The Luddites
Let’s just take a second to reflect on how long the battle against worker automation has been fought. Here’s where the pejorative term “Luddite” comes from:
The Luddites were 19th-century English textile artisans who protested against newly developed labour-replacing machinery from 1811 to 1817. The stocking frames, spinning frames and power looms introduced during the Industrial Revolution threatened to replace the artisans with less-skilled, low-wage labourers, leaving them without work.
Today, a Luddite refers to someone that avoids new technology (you know, that guy still using a pager).
Those who don’t believe in technological unemployment speak of the Luddite Fallacy, which says everything balances out in the end:
Economists apply the term Luddite fallacy to the notion that technological unemployment leads to structural unemployment (and is consequently macro-economically injurious). If a technological innovation results in a reduction of necessary labour inputs in a given sector, then the industry-wide cost of production falls, which lowers the competitive price and increases the equilibrium supply point which, theoretically, will require an increase in aggregate labour inputs.

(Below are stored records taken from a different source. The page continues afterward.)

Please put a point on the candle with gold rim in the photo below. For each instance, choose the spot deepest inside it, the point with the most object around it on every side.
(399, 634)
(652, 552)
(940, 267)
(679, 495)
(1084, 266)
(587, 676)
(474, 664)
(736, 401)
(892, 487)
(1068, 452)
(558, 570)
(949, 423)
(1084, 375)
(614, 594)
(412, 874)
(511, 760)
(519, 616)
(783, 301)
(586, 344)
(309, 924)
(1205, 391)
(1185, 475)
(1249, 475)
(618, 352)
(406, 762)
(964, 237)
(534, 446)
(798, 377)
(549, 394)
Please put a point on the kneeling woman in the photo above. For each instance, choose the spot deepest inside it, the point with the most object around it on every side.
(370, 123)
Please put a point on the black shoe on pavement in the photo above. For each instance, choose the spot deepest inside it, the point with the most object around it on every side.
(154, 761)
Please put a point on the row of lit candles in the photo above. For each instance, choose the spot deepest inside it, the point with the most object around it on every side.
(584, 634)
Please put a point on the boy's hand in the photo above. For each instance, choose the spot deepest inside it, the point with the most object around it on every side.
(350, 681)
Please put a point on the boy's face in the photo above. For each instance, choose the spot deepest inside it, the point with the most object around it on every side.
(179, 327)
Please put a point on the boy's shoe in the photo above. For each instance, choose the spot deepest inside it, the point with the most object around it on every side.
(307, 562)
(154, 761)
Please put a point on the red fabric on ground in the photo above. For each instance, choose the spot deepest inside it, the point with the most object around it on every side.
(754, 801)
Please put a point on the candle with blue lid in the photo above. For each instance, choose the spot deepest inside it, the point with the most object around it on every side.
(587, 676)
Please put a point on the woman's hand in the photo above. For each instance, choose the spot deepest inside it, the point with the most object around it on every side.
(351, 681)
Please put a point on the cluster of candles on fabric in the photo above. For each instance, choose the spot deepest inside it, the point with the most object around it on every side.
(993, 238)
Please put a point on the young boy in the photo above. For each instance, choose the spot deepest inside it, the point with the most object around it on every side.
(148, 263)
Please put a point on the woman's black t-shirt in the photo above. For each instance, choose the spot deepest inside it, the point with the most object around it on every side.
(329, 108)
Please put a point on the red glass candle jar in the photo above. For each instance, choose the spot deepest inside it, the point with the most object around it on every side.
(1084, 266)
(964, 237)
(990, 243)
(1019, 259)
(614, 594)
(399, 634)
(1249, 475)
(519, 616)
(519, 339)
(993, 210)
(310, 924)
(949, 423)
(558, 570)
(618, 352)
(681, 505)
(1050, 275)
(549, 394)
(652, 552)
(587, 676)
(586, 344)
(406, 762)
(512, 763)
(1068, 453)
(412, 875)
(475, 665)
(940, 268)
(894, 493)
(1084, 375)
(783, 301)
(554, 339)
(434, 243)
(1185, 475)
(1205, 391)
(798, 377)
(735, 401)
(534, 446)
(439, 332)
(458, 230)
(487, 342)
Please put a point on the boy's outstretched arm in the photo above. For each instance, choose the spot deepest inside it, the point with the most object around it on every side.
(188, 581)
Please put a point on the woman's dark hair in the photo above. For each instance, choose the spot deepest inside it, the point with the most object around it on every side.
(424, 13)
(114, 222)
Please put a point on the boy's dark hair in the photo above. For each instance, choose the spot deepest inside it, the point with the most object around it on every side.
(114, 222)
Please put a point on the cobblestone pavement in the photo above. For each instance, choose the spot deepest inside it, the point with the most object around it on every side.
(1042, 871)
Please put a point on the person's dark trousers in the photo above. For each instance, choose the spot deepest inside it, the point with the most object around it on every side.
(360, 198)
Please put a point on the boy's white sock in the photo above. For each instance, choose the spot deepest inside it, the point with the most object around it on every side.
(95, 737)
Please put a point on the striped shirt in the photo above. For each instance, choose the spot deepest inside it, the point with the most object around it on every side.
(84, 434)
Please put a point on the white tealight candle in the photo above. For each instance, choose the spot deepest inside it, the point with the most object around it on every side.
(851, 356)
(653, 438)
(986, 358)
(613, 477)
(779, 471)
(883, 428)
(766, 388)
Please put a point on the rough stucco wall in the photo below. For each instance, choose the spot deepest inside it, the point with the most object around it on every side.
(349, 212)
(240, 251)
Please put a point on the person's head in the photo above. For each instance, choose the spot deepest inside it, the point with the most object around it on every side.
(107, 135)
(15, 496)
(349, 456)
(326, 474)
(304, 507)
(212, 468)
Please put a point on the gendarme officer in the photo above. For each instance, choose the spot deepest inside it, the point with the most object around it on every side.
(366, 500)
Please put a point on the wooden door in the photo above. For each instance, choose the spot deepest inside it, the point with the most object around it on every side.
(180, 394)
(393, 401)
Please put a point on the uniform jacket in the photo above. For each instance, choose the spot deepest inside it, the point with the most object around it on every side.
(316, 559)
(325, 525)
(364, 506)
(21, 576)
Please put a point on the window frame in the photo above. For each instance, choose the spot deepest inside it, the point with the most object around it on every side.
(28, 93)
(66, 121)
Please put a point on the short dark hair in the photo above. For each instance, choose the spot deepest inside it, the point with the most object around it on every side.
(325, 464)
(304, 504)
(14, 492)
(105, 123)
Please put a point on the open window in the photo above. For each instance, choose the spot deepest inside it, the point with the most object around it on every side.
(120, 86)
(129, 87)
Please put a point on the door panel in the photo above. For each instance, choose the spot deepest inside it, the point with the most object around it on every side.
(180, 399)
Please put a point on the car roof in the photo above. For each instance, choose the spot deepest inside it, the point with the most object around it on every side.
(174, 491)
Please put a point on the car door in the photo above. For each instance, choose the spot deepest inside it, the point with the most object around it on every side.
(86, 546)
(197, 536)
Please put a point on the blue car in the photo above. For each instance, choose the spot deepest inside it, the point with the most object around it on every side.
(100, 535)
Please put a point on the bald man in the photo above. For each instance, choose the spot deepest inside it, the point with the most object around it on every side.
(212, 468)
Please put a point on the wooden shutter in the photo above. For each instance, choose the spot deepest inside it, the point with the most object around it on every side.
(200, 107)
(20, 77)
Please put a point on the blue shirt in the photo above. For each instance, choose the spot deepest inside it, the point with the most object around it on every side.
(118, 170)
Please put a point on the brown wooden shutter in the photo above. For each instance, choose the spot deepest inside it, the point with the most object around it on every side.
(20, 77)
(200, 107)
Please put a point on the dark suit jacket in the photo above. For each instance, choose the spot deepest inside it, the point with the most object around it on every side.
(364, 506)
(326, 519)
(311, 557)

According to this reasoning, more efficiency means lower prices. Lower prices means consumers have more money to spend on other things. Some of those other things will require more workers as demand rises. Additionally, lower prices means more demand for the original good, and more demand increases the need for workers, transportation to market, tools for production, etc.
Keep in mind that the Luddite Fallacy is a theory, the proof of which would invalidate the theory of chronic technological unemployment. For all we know, the Luddites might have been dead-on correct.